Translate

jueves, 23 de julio de 2026

LA EMOCIÓN COMO MEDIO PARA LA MANIPULACIÓN

 

Finalmente, España ganó el mundial y todos salimos a la calle a celebrar la victoria de la selección. Calles y plazas de todo el país se llenaron de personas que expresaban su alegría y orgullo por la victoria de aquellos 26 futbolistas, dirigidos magistralmente por Luis de la Fuente.

Todos, independientemente de su ideología, creencias religiosas, edades y demás características que nos definen como seres individuales, salimos a la calle en una comunión con la selección para festejar una victoria que sentimos como propia.

Este sentimiento de unión no viene determinado por un planteamiento racional de lo ocurrido, sino que parte directamente de la emoción. Como si de un conjuro mágico se tratase, personas enfrentadas y polarizadas enterraron por un tiempo sus diferencias para celebrar con alegría aquello que entienden como propio y parte del patrimonio común.

Y es que es a través de la exaltación de las emociones como somos más vulnerables, para bien y para mal. Lo ocurrido me ha llevado a reflexionar sobre lo sucedido el pasado domingo y cómo, a través de los mensajes de unidad y de apoyo que se han lanzado desde los medios de comunicación, los mensajes de los jugadores y del equipo técnico ensalzando el apoyo que recibían desde España, y cómo este apoyo era convertido en responsabilidad de dar lo mejor de sí mismos, se ha conseguido que el mensaje calara en la ciudadanía en un hilo de apoyo bidireccional.

Si los mensajes que recibiéramos desde otros ámbitos fueran en la misma línea que los que hemos recibido durante el mundial, acabaríamos con la polarización y podríamos volver a sentirnos como un único ser social que busca lo mejor para sí mismo.

Pero el mundial acabó y volvemos a los mensajes polarizados que hacen que la emoción vuelva a ser la que nos divida como pueblo de nuevo, sin que nos demos cuenta de cómo somos manipulados a su antojo.

Por eso es importante recordar el mensaje lanzado por Luis de la Fuente en la celebración del título:

“Juntos somos más fuertes”.  Luis de la Fuente.

martes, 14 de julio de 2026

LA NUEVA ESCLAVITUD

             Decía Nietzsche que quien no dispone de ocho horas para sí mismo no es más que un esclavo. Según el filósofo, el día debía dividirse en tramos de ocho horas dedicadas al trabajo, al descanso y al ocio.

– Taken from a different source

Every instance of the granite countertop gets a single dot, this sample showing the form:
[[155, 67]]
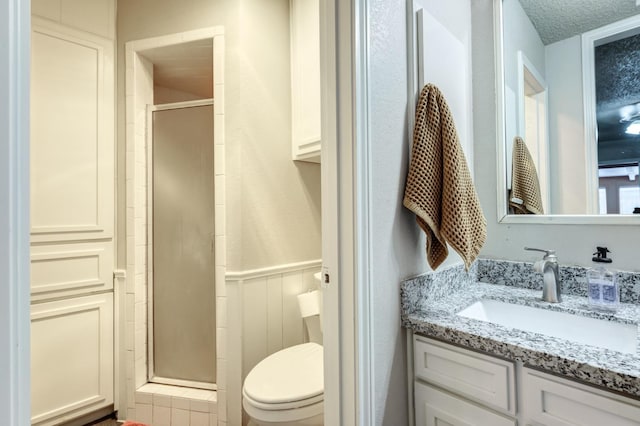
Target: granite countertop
[[430, 304]]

Teniendo en cuenta que Nietzsche murió en 1900 y la jornada laboral de ocho horas se instituyó en España en 1919 —aunque no se consolidó hasta la transición democrática de los años setenta—, el pensamiento del filósofo alemán no deja de ser profundamente revolucionario.

Pero, llegado el año 2026, ¿quién puede decir que no es un esclavo según el pensamiento nietzscheano?

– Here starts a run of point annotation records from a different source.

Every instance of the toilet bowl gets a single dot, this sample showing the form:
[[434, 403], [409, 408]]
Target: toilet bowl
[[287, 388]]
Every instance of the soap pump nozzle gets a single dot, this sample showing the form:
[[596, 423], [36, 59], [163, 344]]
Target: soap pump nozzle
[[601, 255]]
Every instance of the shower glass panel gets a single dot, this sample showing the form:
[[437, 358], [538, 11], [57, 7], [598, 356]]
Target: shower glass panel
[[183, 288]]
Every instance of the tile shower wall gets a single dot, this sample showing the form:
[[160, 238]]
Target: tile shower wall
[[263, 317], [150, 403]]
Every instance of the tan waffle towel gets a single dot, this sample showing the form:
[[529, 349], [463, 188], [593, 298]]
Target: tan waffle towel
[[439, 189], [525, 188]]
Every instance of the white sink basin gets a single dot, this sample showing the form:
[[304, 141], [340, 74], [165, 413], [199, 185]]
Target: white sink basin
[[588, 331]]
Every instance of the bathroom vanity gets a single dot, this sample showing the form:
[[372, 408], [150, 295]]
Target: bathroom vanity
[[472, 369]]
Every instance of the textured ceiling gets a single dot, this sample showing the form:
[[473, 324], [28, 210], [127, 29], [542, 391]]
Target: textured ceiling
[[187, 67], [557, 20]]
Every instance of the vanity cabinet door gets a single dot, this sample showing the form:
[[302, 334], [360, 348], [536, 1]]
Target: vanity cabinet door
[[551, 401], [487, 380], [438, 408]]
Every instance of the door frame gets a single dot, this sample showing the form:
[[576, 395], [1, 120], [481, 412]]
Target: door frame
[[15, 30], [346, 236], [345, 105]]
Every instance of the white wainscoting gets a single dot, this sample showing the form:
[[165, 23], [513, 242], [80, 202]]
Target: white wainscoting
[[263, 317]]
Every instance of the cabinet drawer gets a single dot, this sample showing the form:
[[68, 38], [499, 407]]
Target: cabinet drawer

Si a las ocho horas de la jornada laboral le sumamos el tiempo dedicado a ir y volver del trabajo, las obligaciones burocráticas que como ciudadanos tenemos que llevar a cabo y la resolución de problemas domésticos, entre otros, ¿cuánto tiempo nos queda para nuestro ocio?

Cuando me refiero al término «ocio», lo hago partiendo de su significado etimológico (otium), que significa «reposo, quietud, paz y tiempo libre».

Hoy en día, la privacidad se ha eliminado y el escaso tiempo libre que nos queda se publica en las distintas redes sociales; nos vemos en la «obligación» de justificar no solo nuestro trabajo, sino también nuestro tiempo libre. Instagram, Facebook o TikTok se llenan en este periodo estival de playas, viajes al extranjero, barcos y pieles bronceadas: una infinidad de fotos para justificar nuestro tiempo de ocio.

La gestión del ocio se ha convertido en otro trabajo que se cobra en la dopamina generada por los likes de las personas que lo ven. Como resultado, tenemos una sociedad cansada, esclava de un tiempo que no sabe o no quiere gestionar. Llegará septiembre y el tiempo para descansar habrá sido invertido en editar fotos y videos con los que dar envidia a gente que no conocemos y a la que no le importamos.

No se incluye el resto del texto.